Abstract

A hypertensive 75-year-old woman with hypertrophic cardiomyopathy, hypercholesterolaemia and paroxysmal atrial fibrillation was referred to the author's neurovascular clinic with sudden onset word-finding difficulty and right-sided weakness. Examination confirmed mild right pyramidal drift and expressive dysphasia in an otherwise relatively independent patient. Computed tomography (CT) confirmed a lacunar infarct involving the posterior limb of the internal capsule (Figure 1). Neurorehabilitation afforded initial improvement, but her family reported deterioration in concentration, coordination and continence control with emotional lability over the next 4 weeks, prompting hospital admission. On examination, she was bedbound, with severe expressive dysphasia (abbreviated mental test score 0/10), dysphagia, global weakness, hypertonia, hyperreflexia and bilateral upper limb myoclonus (more on the right hand side). Repeat CT confirmed previous findings. Lumbar puncture was acellular with a protein count of 0.42 g/dl.
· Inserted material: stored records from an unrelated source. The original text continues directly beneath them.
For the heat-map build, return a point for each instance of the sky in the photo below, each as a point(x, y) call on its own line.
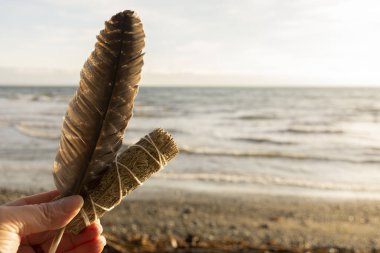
point(198, 42)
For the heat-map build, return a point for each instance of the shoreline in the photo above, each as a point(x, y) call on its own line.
point(149, 220)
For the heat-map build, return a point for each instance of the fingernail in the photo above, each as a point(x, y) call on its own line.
point(71, 203)
point(103, 240)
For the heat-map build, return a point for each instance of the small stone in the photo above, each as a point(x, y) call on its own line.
point(173, 242)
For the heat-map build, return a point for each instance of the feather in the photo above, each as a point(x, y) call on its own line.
point(98, 114)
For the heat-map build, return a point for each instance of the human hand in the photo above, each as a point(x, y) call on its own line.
point(28, 225)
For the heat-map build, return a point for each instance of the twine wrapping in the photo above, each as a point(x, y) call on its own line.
point(132, 167)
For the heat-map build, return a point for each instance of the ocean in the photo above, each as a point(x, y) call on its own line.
point(321, 142)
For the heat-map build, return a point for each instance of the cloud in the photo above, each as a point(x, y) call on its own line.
point(273, 41)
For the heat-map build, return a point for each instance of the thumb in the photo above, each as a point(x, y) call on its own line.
point(47, 216)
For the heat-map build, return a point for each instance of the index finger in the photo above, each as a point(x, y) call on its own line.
point(35, 199)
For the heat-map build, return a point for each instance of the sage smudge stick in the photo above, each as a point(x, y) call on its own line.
point(133, 166)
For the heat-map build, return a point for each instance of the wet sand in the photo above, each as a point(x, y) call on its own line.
point(165, 220)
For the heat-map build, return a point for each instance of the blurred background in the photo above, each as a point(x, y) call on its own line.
point(267, 100)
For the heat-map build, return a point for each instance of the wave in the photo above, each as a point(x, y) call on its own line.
point(268, 180)
point(270, 154)
point(313, 130)
point(39, 130)
point(264, 140)
point(257, 117)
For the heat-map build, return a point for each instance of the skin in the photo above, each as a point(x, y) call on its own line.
point(28, 225)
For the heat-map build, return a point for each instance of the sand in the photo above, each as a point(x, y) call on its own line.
point(177, 219)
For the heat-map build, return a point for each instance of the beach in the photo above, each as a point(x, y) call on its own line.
point(167, 220)
point(282, 170)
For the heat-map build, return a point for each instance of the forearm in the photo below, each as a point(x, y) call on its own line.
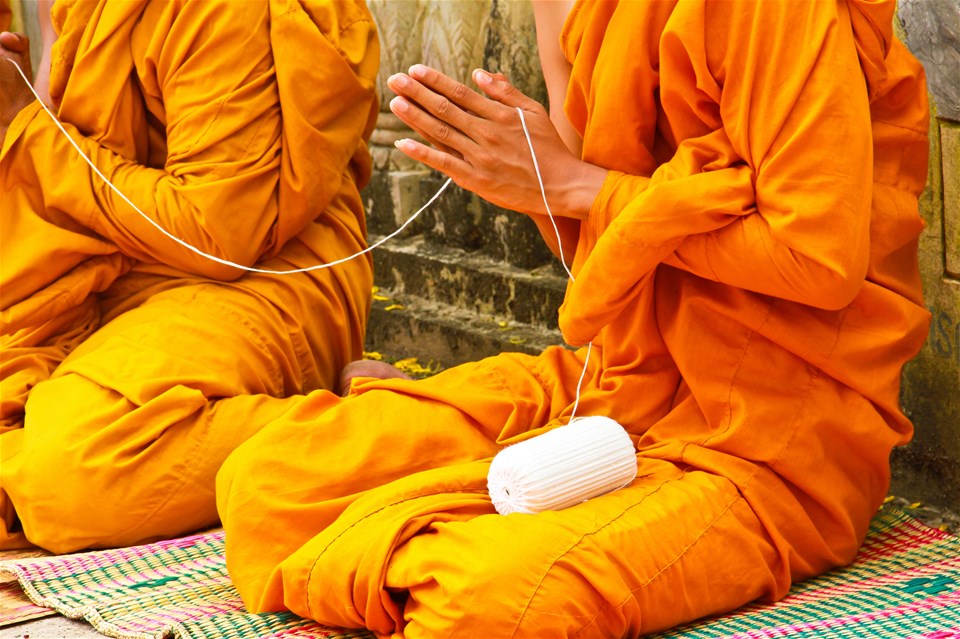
point(193, 213)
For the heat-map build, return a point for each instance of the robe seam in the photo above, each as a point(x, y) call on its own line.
point(581, 538)
point(366, 516)
point(679, 557)
point(728, 417)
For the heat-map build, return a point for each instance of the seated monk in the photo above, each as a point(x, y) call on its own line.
point(131, 366)
point(737, 183)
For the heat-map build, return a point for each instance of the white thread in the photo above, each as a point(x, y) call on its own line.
point(543, 194)
point(589, 457)
point(195, 249)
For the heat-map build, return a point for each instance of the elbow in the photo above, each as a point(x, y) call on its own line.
point(221, 264)
point(831, 289)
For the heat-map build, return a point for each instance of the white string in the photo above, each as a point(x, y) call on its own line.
point(543, 194)
point(536, 166)
point(214, 258)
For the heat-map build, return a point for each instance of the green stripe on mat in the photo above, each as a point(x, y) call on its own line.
point(905, 583)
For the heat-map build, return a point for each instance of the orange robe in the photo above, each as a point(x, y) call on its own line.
point(748, 274)
point(131, 366)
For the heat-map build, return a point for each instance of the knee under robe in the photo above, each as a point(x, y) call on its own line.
point(748, 276)
point(131, 366)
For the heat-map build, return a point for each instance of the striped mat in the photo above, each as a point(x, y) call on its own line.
point(905, 583)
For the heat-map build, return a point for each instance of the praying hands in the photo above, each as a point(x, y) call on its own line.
point(480, 143)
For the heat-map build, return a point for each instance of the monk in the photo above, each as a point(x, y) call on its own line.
point(131, 365)
point(737, 186)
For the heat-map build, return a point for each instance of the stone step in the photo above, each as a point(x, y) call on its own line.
point(470, 281)
point(442, 335)
point(457, 219)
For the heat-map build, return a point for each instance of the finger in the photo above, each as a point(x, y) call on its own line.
point(451, 166)
point(440, 107)
point(498, 88)
point(457, 92)
point(433, 129)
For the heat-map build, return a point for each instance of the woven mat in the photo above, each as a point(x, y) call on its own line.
point(904, 584)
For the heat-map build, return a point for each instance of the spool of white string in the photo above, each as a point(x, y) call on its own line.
point(588, 457)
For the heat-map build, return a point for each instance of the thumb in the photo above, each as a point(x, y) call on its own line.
point(496, 87)
point(14, 42)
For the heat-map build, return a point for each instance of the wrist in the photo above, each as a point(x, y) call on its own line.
point(578, 193)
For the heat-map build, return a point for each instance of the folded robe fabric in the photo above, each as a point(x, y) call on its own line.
point(240, 128)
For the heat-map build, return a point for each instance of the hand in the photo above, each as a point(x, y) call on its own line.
point(479, 142)
point(14, 93)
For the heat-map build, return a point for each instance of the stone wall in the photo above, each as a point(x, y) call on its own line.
point(929, 468)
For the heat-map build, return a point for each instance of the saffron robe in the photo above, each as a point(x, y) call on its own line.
point(748, 277)
point(131, 365)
Sequential electroencephalograms (EEGs) demonstrated bilateral periodic lateralized epileptiform discharges which were abolished by intravenous lorazepam suggesting nonconvulsive status epilepticus. However, deterioration continued despite antiepileptic therapy. Magnetic resonance imaging demonstrated bilateral putamen and caudate nucleus enhancement on T2 FLAIR with left temporal lobe cortical ribboning on diffusion weighted imaging (Figures 2 and 3). A subsequent EEG showed an evolving picture, with bilateral triphasic waves (1Hz) (Figure 4) compatible with a diagnosis of probable sporadic Creutzfeldt–Jakob disease. This was supported with a positive cerebrospinal fluid 14-3-3 protein assay. The patient died 59 days after the initial presentation. No tissue diagnosis was made.